By Alexander Tran
In the last year, the number of ships coming in and out of ports in California has increased to an all-time high. Before COVID-19, it was unusual for more than one of these massive cargo ships to wait for its session. Now with a 26% increase in cargo, the Biden administration announced October 3, 2021 that docks could now move to 24/7 operations to help the intensifying problem.
‘It’s not just a local problem. It’s not a Long Beach, [Los Angeles] problem. It’s not just a California problem. It’s an international problem,” Dee Dee Myers, director of the governor’s office of business and economic development, said.
Californian ports aren’t the only ones facing record-breaking backlogs of cargo ships. The Port of Savannah in Georgia, the fourth largest US port, has also been flooded with ships waiting to unload. In July, Associated Press reported that the port handled nearly 5.5 million 20-foot containers.
“Business is booming and e-commerce is booming. We have seen this transition from just-in-time in supply chains to just-in-case, and that is significantly changing our environment,” Griff Lynch, executive director of the Georgia Ports Authority, said. “Because of all this extra freight being imported, it’s creating a backlog from the ship side to the dockside to warehouses and across the whole supply chain,”
This dramatic increase is not only because of the pandemic but also consumer spending habits. Despite high unemployment rates and economic instability, consumers still spent money on everything ranging from sneakers to home goods to laptops. Before COVID-19, consumers had the choice to spend their money in person, whether it be at a donut store or at a local Macy’s. When the pandemic occurred, it forced Americans and people all over the world to spend their money elsewhere.

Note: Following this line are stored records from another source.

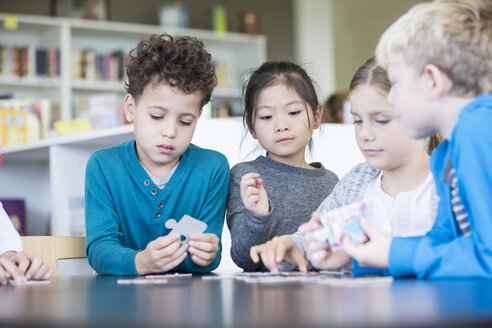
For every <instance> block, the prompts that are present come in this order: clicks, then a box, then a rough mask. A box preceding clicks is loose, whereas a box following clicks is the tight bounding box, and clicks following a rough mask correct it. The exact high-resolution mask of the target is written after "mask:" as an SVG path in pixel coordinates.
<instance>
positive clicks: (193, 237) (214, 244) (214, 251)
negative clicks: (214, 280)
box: [188, 233, 219, 266]
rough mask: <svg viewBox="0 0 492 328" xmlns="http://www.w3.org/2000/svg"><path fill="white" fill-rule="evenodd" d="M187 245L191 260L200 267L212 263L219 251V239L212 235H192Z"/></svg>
mask: <svg viewBox="0 0 492 328" xmlns="http://www.w3.org/2000/svg"><path fill="white" fill-rule="evenodd" d="M188 244H189V247H190V248H189V249H188V251H189V252H190V256H191V260H192V261H193V262H194V263H196V264H198V265H200V266H207V265H209V264H210V263H212V261H213V260H214V259H215V257H216V256H217V252H218V251H219V237H217V236H216V235H215V234H213V233H200V234H192V235H190V237H189V242H188Z"/></svg>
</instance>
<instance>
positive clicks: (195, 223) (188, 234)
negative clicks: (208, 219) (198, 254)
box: [166, 214, 207, 242]
mask: <svg viewBox="0 0 492 328" xmlns="http://www.w3.org/2000/svg"><path fill="white" fill-rule="evenodd" d="M166 228H168V229H172V230H171V232H170V233H169V234H172V233H178V234H180V235H181V236H184V237H185V240H184V241H183V242H186V240H187V239H188V236H189V235H191V234H194V233H203V232H204V231H205V229H207V224H206V223H205V222H202V221H200V220H197V219H195V218H192V217H191V216H189V215H186V214H185V215H184V216H183V217H182V218H181V220H179V222H176V220H174V219H169V220H167V221H166Z"/></svg>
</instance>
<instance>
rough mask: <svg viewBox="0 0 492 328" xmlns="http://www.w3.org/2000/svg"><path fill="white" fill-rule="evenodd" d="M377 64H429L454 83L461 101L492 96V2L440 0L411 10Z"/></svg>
mask: <svg viewBox="0 0 492 328" xmlns="http://www.w3.org/2000/svg"><path fill="white" fill-rule="evenodd" d="M376 58H377V62H378V63H379V64H380V65H381V66H382V67H384V68H387V67H388V65H390V64H395V63H398V62H400V61H401V60H403V61H404V62H405V63H406V64H407V65H409V66H411V67H413V68H414V69H415V70H416V71H417V72H418V73H419V74H421V73H422V72H423V70H424V68H425V65H427V64H433V65H435V66H437V67H438V68H439V69H441V70H442V71H443V72H444V73H446V75H448V77H449V78H450V79H451V81H453V90H452V93H453V94H454V95H456V96H477V95H479V94H484V93H490V92H492V1H491V0H436V1H433V2H426V3H422V4H418V5H416V6H414V7H412V8H411V9H410V10H409V11H408V12H407V13H406V14H405V15H403V16H402V17H400V18H399V19H398V20H397V21H396V22H395V23H393V25H391V26H390V27H389V28H388V29H387V30H386V32H384V34H383V35H382V36H381V39H380V40H379V43H378V46H377V48H376Z"/></svg>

“Consumers spent $791.70 billion online with U.S. retailers in 2020, which is up 32% from $598.02 billion the prior year,” Fareeha Ali said from Digital Commerce 360.
Consumers are buying significantly more items online now. The pandemic has brought e-commerce to the forefront of retail. E-commerce is thriving because of store closures and the fear of contracting COVID-19 in public spaces, but the increase also comes from a shift in consumer spending habits. Even though stores are now opening up, consumers still choose to shop online. According to a 2021 Raydiant study on US consumer behavior, it was found that 54% of respondents preferred to shop online. This is a 9% jump from last year’s report, showing a record-breaking increase.
This increase is prevalent in online foot trafficking. The first few weeks of March 2020 saw an 18% increase in in-home data usage, compared to the same month in 2019, giving consumers more time to spend more money online. In fact, The Salesforce Shopping Index found that the average spending of an online shopper was $2.92 per website visit.
Not only are these consumer habits costly, but they also destroy the environment. Because of the increase in e-commerce and goods, many anthropogenic accidents have occurred, such as the oil spill in Huntington Beach. Experts from Vox have concluded that the spill will have a tremendous impact on coastal wildlife for years to come.
“It’s devastating. A big concern is what’s going to happen to them [animals],” executive director of Huntington Beach Wetlands Conservancy John Villa said.
On Oct. 3, officials shut down a six-mile stretch of shoreline, because of one of the largest oil spills in Californian history. The spill came from a tear in the San Pedro Bay Pipeline that leaked up to 144,000 gallons of oil into the ocean.
“Investigators believe a 1,200-foot cargo ship dragging anchor in rough seas caught an underwater oil pipeline and pulled it across the seafloor, months before a leak from the line fouled the Southern California coastline with crude,” an Associated Press author said on FOX 11 LA.